It may seem counterintuitive, but one of the big stories in bank regulation in 2010 will be the return of increasingly severe compliance examination. One would think that with the flames of the financial crisis just recently under control but still smoldering — thanks to Europe, municipal finance and commercial real estate issues — safety and soundness examination would be virtually the entire focus of the regulatory agencies. However, this is not the case.

Yes, safety and soundness examinations are tough, and will be getting tougher. However, compliance is the other shoe, and it has already dropped, particularly at the moment in the anti-money-laundering and sanctions areas.

The focus on anti-laundering and sanctions is easy to explain. The plain fact of the matter is that terrorism has not gone away. Whether it is the attempted bombing in New York or the continued carnage in the Middle East, the U.S. finds itself under serious threat if not siege and Washington continues to be seriously focused on terrorist financing, which almost always involves some banking nexus.

There are valid private-sector concerns that anti-laundering program efforts are a little like looking for a needle in a haystack and are thus costly and inefficient. However, from a Washington perspective, this kind of concern has not been and will not be persuasive.

Furthermore, both the Justice Department and individual attorneys general have been involved and are involved in emerging high-profile anti-laundering and sanction-related litigation. This tends to further focus regulatory anxieties.

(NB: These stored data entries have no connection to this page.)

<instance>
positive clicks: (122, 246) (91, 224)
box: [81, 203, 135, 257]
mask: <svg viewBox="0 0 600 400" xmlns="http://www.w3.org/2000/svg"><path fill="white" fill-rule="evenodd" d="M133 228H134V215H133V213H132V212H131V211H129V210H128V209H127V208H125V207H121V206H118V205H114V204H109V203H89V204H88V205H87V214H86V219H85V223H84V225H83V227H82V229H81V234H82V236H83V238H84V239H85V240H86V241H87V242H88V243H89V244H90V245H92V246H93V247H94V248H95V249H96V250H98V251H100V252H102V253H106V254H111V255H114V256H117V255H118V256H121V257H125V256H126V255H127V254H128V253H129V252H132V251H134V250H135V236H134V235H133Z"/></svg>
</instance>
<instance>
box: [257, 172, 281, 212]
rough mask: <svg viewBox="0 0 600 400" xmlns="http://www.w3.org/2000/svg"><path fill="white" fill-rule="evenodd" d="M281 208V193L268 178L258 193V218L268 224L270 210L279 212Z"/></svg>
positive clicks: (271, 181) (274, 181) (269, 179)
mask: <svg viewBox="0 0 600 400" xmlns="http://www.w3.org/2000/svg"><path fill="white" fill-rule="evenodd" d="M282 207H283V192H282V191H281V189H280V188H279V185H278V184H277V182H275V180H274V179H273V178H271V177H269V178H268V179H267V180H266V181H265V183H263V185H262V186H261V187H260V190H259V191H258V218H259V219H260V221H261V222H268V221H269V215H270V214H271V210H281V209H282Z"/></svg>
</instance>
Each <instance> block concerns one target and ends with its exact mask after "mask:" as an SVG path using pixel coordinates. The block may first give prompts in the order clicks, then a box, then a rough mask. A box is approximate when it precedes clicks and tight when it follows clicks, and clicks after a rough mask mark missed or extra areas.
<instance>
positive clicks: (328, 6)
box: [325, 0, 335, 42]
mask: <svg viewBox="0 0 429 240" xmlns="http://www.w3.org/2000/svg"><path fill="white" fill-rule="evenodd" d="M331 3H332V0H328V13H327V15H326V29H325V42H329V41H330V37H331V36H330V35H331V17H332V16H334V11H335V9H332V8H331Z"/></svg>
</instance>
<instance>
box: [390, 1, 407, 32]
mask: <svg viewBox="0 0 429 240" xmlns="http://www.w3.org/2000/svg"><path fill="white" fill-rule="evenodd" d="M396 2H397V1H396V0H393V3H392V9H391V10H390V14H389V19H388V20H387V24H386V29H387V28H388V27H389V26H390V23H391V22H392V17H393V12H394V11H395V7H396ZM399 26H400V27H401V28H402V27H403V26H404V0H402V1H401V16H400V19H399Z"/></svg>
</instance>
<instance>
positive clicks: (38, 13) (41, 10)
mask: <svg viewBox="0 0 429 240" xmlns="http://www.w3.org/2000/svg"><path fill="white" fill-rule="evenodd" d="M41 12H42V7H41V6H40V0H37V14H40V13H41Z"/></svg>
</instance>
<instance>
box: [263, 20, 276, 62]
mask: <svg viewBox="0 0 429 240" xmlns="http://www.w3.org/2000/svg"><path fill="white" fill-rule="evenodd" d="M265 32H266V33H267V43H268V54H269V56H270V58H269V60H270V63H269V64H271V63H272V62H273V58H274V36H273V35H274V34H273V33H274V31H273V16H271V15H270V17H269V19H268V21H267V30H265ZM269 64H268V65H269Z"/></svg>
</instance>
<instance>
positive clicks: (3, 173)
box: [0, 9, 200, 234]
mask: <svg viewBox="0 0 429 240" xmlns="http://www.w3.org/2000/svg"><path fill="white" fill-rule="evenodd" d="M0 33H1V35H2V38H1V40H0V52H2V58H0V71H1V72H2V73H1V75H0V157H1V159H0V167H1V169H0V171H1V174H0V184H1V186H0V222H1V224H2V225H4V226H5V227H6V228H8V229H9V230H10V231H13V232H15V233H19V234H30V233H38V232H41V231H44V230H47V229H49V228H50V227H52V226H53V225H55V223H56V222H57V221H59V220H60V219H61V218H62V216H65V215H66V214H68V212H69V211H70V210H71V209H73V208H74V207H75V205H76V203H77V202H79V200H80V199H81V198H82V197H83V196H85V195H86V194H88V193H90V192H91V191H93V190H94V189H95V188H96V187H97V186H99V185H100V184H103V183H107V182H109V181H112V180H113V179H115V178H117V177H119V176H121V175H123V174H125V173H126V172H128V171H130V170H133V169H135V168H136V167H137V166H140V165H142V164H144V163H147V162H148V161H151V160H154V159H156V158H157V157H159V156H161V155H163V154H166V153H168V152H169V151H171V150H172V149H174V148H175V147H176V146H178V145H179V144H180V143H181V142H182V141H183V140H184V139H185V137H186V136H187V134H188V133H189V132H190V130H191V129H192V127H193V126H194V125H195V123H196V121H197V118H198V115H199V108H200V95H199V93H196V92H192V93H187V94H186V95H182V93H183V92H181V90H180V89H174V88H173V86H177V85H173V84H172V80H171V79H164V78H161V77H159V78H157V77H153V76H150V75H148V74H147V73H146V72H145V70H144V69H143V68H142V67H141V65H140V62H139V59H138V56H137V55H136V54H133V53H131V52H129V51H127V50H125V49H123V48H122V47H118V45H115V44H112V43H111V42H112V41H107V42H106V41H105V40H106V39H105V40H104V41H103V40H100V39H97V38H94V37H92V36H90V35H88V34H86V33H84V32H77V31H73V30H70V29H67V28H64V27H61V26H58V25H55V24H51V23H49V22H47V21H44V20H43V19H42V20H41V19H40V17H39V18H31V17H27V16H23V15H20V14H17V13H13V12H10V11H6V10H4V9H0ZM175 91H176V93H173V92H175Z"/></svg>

However, this is not the sum total of what we can expect from compliance examination. Sales practices are not far behind anti-laundering in terms of tough exams and expectations. Whether or not there is a new consumer agency — and I would anticipate one — the banking agencies will be very serious about bank compliance with sales practice rules. Fair lending will be closely watched. As moderate-income communities struggle amidst stubbornly high unemployment, Community Reinvestment Act compliance will also receive focus.

So what should bankers do to respond to these concerns?

I suggest several steps be taken.

  • However good your compliance programs are, conduct a comprehensive review of the programs that tests both effectiveness and adherence to regulatory rules and guidelines. The regulatory bar is being raised in this area and even very good programs measured by decade-old standards are not likely to be as highly rated today.
  • Particularly make sure the governance of your compliance program is strong. Good governance should include board — as well as management — oversight. Tolerances for errors should be set, just as risk tolerances are set in a sound enterprise risk management program.
  • Needless to say, an ongoing program of training and testing is also important. This is true with respect of course to new products and new employees but also with respect to new technologies.
  • Beware the new-technology trap. Do not rely on technologies — however costly — alone to solve compliance problems. Most compliance technologies have to be carefully adapted to your bank and periodically tested for effectiveness.
  • Finally, scrutinize exam reports and respond to concerns with vigor. Not infrequently we have found that buried in last year's examination report were the concerns that make up this years regulatory order if not fully addressed in a timely manner.

In sum, this is not the kinder and gentler regulatory season, either in the compliance or safety and soundness areas. Forewarned is forearmed.